Will this be fine for the motor to be receiving a lowspeed input at the same time as a med-hi input when the furnace actually kicks on? Or should I wire a relay in between to cut the power to the low speed any time the med-hi speed is on? (I would prefer not to bother if this isn't necessary just to keep it simple).

Dec 8, 2006, 10:55 AM
No! It is not that simple. You have to use a two pole relay and that won't be easy to wire so that the heat/cool and fan all work correctly. First of all it is set up to run at 2 fan speeds, heat and cool, fan on uses the cooling speed, probably High (black wire) On a call for heat, if the fan is set to on, the fan will stop the heat exchanger warms up then the fan comes on usually medium/low Blue or yellow wire. If you apply current to 2 windings at the same time you will burn up the motor. Have you thought of buying either a portable dehumidifier or a whole house humidifier? Are you on a basement?
Keep in mind fan settings are very important for your air and heat will work right. To fast on a/c it won't dehumidify good to low and the coil will freeze up. When heating if airflow is to low you will overheat the furnace, shorten the life of the heat exchanger and hve problems with limits and no heat issues. ERV's are also good in the wintertime to bring in dry fresh air from the cold outdoors.

Dec 8, 2006, 03:38 PM
Thanks for the clarification guys.

The one thing that would make it a touch easier to wire in with a relay and switch is that I would likely only ever use this in the winter so there wouldn't be an issue with the cooling (HI) speed. It would however be a manual switch though so you have to rely on remembering to turn it off (although the blower constantly going is a good reminder).

Yes, the fan runs HI for cooling, and MED-HI for heat. I have thought of a portable dehumidifier, but wasn't sure how well it would work in a two level house (w/basement) as all the windows gather a lot of condensation in the winter. A couple winters ago, 1/4" thick ice actually formed and had to be chipped off the inside. That only happened once though - normally it is just a fair amount of condensation.

It sounds like there is no easy way to do what I want to do, and that it isn't a common or standard practice then? Running the fan 24/7 has almost completely eliminated the problem, but I am sure I won't like my next power bill. I may have to look into an air exchanger or whole-house dehumidifier like you say.

Dec 8, 2006, 05:11 PM
Since you are getting condensation on the windows, perhaps you should be looking at upgrading the windows. Of course, the heating season is no time to be replacing windows or even adding storms. Your nose and wallet might both be better off with higher humidity and windows that steam up at that level of humidity. They will reduce your utility bills. The other solutions will raise them. Put your money into better windows or storms.

If running the fan helped the problem it would only do so by increasing the replacement of warm, moist inside air with cold, dry outside air.

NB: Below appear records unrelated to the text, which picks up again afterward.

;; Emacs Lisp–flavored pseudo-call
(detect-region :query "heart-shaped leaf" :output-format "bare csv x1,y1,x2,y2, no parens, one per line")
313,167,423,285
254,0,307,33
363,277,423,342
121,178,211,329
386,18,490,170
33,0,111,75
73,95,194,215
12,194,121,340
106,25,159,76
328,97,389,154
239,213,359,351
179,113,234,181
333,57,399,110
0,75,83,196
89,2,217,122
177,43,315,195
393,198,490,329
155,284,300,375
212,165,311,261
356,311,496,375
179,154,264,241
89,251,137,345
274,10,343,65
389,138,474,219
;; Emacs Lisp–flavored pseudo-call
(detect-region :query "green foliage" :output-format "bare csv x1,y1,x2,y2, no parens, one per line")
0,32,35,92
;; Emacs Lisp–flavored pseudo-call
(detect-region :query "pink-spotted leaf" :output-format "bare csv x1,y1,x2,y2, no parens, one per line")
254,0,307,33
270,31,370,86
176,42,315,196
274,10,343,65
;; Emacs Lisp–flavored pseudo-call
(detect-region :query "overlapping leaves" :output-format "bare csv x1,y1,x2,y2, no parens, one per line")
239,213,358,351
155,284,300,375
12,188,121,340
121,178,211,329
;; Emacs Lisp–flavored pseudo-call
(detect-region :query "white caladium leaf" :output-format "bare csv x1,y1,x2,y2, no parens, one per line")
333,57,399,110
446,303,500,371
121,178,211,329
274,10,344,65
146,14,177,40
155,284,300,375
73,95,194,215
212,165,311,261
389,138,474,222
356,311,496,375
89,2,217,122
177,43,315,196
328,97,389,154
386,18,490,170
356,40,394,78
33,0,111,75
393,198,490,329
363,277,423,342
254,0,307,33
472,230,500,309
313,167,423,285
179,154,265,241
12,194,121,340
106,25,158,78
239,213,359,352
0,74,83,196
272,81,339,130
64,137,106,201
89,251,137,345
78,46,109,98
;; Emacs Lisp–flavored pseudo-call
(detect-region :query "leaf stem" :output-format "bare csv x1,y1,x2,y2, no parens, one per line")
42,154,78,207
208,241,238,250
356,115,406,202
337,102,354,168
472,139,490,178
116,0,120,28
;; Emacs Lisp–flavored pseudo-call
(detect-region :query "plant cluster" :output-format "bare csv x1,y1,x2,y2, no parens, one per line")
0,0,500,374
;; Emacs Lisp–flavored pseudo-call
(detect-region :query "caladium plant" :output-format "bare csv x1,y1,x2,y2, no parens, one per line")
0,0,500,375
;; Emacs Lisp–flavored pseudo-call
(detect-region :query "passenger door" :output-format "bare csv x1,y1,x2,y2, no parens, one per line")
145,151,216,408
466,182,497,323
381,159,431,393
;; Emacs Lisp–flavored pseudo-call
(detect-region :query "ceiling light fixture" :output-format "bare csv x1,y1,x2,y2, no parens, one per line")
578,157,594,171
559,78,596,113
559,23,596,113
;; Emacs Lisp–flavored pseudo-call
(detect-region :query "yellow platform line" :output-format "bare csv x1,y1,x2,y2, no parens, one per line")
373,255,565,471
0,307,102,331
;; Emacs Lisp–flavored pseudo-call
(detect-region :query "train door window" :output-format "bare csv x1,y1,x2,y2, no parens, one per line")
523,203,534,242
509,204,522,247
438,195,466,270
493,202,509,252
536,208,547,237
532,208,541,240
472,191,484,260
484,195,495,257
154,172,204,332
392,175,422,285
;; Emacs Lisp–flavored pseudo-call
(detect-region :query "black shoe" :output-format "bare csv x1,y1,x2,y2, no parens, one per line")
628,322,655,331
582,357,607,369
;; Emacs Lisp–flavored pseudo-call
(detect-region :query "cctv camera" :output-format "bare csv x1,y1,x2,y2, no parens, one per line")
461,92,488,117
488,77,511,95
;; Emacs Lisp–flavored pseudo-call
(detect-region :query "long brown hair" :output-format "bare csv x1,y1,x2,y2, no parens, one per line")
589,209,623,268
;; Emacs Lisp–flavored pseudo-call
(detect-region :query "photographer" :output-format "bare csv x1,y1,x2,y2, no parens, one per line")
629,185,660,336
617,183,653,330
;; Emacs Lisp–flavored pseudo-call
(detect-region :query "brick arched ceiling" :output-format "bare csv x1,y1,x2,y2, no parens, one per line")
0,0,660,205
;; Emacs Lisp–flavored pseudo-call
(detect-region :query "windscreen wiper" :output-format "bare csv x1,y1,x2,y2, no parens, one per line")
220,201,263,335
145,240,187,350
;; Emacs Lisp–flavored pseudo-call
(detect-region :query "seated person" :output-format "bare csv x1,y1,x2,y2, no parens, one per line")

That could easily be accomplished by leaving a window or 2 cracked. Perhaps in the bath, kitchen, or laundry where most of the moisture comes from. A ventilator there could be a solution.

Dec 8, 2006, 05:33 PM
From what I understand and read/heard from others is that this is a fairly common problem with newer homes because the windows and the house in general being sealed up too good - the moisture inside the house simply cannot escape unlike older houses where there are a log of cracks/creavises for moisture to leave the home (typically older homes actually need to run a humidifier since it is too dry in the winter).

I am running the furnace fan, so it is the same inside air that is being circulated, not cold outside air. The reason I tried running the fan, is from what I have read it is the airflow that prevents the moisture from accumulating on the window (and also helps heat the home more evenly). There are exhaust fans in the bathroom and kitchen but I have left them on continually before with no noticed improvement (unless of course during cooking/showers where you would have them on anyways).

Please do correct me if I am on the wrong track with understanding the source of the moisture. A friend of mine's solution on a couple of houses he has lived in is an air exchanger - but @ around $1000 they aren't cheap.